I've mentioned on previous occasions that the international shipping of containers and bulk cargo is a harbinger of world economic conditions. According to Ambrose Evans-Pritchard, things look very bleak indeed.
Germany’s shipping industry faces a wave of bankruptcies over coming months as funding dries up and deepening economic woes across the world cause a sharp contraction in container trade.
Over 100 German ship funds have already shut down as the long-simmering crisis in global container shipping finally comes to a head. A further 800 funds are threatened with insolvency, according to consultants TPW in Hamburg.
They are not alone. Britain’s oldest shipowner, Stephenson Clark, dating back to 1730, went into liquidation last week, closing the final chapter of Britain’s coal trade and the industrial revolution.
. . .
Container volumes arriving at European ports plunged in June, dashing expectations of a summer rebound. Imports fell 7.5pc from North America and 9pc from Asia. Flows into the Mediterranean region crashed by 16pc, reflecting the violence of the recession in Greece, Italy, Spain, and Portugal.
Buckling trade is the coup de grace for countless shippers still clinging on by their finger tips. “The market is barely paying above operating cost. If you are loaded with debt, you are in trouble,” said Martin Smith from ship operators Norddeutsche Vermögen in Hamburg.
It is much same story in the Pacific region where Danish shipper Maersk said that it is losing over $200 for every container on the Qingdao-Melbourne route.
. . .
Clarkson’s ClarkSea Index for maritime freight rates has halved since mid-2010, and fallen by 80pc since 2008. This includes the wildly volatile Baltic Dry Index for bulk freight, which has crashed by 90pc to post-Lehman depths. Container rates have held up better but small “feeder” ships are mostly losing money. High oil costs are eating up margins.
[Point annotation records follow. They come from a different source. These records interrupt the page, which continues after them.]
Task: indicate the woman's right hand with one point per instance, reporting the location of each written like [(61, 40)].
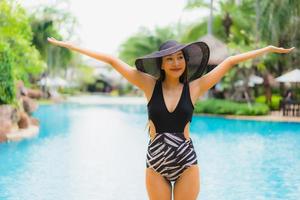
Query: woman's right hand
[(59, 43)]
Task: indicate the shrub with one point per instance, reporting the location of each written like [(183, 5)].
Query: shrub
[(218, 106)]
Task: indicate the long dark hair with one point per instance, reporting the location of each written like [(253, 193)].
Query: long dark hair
[(182, 78)]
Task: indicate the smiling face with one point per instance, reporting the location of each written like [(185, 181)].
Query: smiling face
[(174, 64)]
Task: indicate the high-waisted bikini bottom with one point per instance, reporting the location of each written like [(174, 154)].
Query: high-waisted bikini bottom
[(170, 154)]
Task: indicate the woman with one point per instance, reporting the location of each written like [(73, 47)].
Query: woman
[(172, 81)]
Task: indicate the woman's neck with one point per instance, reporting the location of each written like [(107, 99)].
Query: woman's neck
[(171, 83)]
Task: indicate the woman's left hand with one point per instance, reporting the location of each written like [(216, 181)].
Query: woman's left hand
[(279, 49)]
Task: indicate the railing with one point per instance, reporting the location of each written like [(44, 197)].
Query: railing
[(290, 108)]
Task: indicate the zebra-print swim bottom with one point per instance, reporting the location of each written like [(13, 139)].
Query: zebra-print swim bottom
[(170, 154)]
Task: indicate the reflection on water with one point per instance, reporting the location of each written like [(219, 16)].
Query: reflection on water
[(99, 152)]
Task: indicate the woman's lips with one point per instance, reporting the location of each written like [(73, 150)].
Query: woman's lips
[(176, 69)]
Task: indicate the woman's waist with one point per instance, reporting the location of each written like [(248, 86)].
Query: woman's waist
[(175, 136)]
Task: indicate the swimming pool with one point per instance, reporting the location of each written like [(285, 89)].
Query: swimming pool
[(98, 152)]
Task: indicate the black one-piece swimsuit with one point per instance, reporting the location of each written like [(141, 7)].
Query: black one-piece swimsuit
[(170, 153)]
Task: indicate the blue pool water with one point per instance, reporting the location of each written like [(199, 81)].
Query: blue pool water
[(98, 152)]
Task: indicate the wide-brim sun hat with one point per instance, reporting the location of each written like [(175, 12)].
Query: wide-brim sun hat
[(196, 56)]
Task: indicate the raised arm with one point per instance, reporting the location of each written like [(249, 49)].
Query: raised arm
[(201, 85), (140, 79)]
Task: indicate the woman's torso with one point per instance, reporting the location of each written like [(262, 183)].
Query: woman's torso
[(169, 109)]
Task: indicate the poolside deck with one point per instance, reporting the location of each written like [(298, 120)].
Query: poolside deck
[(107, 100)]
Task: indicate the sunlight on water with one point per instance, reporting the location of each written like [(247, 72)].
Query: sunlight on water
[(99, 152)]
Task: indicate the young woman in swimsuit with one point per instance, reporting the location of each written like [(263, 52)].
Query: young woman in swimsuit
[(172, 81)]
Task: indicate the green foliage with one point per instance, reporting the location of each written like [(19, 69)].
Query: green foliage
[(45, 24), (15, 31), (7, 89), (217, 106), (275, 100)]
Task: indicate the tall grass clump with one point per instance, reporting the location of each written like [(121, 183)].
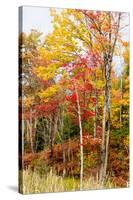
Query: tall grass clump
[(33, 182)]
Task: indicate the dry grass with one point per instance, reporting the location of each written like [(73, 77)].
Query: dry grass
[(34, 183)]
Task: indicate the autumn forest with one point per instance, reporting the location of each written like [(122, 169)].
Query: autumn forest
[(74, 103)]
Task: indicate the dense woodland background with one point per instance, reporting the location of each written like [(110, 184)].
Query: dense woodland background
[(74, 103)]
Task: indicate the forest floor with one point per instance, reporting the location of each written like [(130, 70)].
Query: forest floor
[(41, 171)]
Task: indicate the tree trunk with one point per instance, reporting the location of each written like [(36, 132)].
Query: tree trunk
[(121, 89), (53, 132), (96, 115), (81, 139)]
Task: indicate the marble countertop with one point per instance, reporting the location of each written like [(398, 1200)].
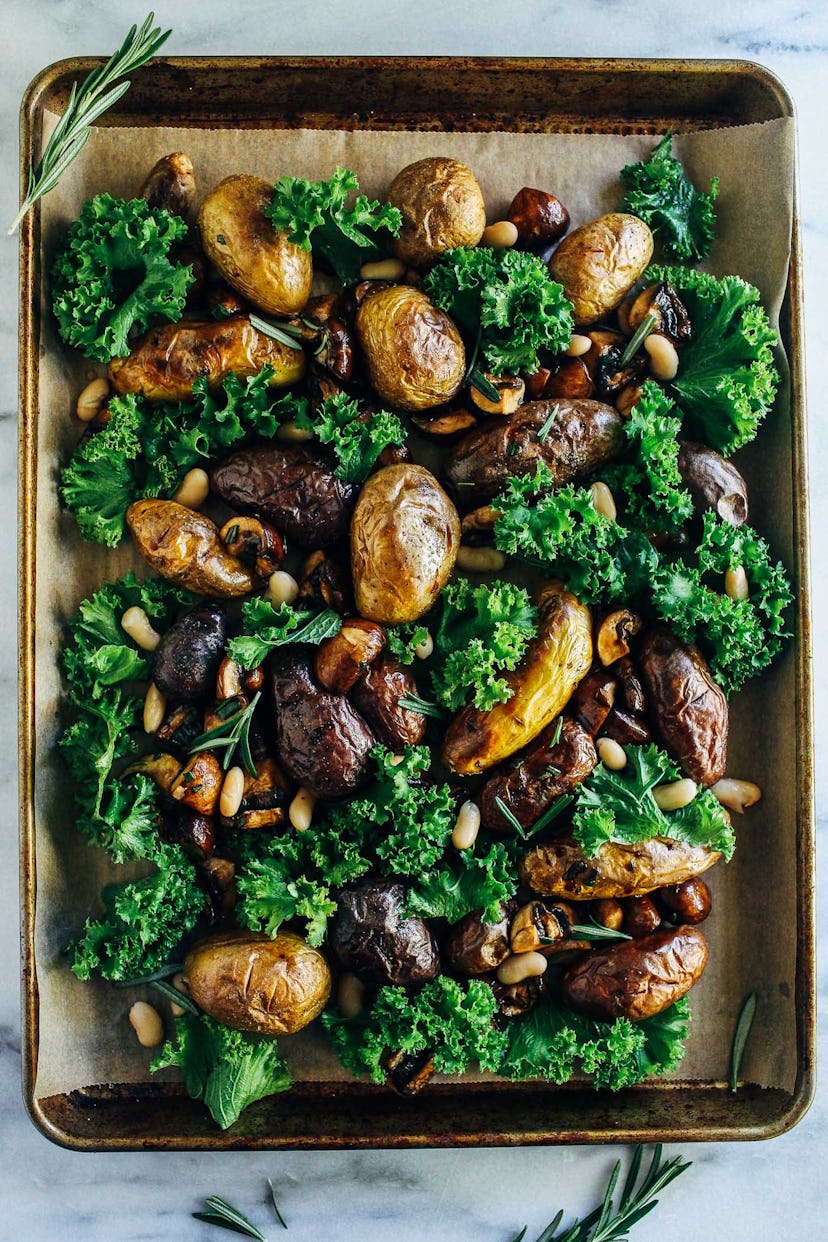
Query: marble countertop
[(734, 1191)]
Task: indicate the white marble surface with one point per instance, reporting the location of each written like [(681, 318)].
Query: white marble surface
[(736, 1192)]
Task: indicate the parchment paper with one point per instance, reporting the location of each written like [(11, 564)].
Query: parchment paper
[(85, 1037)]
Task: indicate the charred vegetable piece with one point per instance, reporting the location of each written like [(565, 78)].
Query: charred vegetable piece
[(371, 937)]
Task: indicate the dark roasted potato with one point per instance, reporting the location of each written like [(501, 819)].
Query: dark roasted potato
[(289, 486), (376, 696), (688, 707), (188, 657), (638, 978), (322, 743), (166, 362), (713, 482), (370, 937), (251, 983), (561, 870), (549, 770), (184, 547), (582, 436)]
“It’s familiar territory,” said Clarkson’s Shipping Intelligence Weekly. “As pressure builds, owners are forced to lay up ships and, with no cash flow, they can’t pay their bankers. As their ships are forced on to the market, prices spiral down. Well-heeled companies snap up the good ones and the rest go for scrap.”
. . .
German shipping experts say that two-thirds of the country’s marine fleet is in financial distress. If the crisis drags on much longer, the Greeks may leapfrog ahead to become world leaders in container shipping. The irony of prudent Greeks cleaning up after a reckless debt spree by the Germans is lost on nobody.
There's more at the link.
Mr. Evans-Pritchard is writing primarily about the state of the shipping industry itself, but the fact that the bottom has fallen out of the international shipping industry now, in the third quarter, is of immense importance as a broader economic indicator. This is the time of year when massive orders for the Christmas shopping season should be on their way to US and European ports. If wholesalers, distributors and economic giants like Walmart or Sears (or their European equivalents) aren't ordering their usual shipments, it's because they don't expect consumer demand to be there this year . . . and what does that tell you about the state of the world economy?
Peter
1 comment:
There was massive overbuilding in the commercial shipping industry in the last decade or so, that is probably one factor behind the steep drop in rates.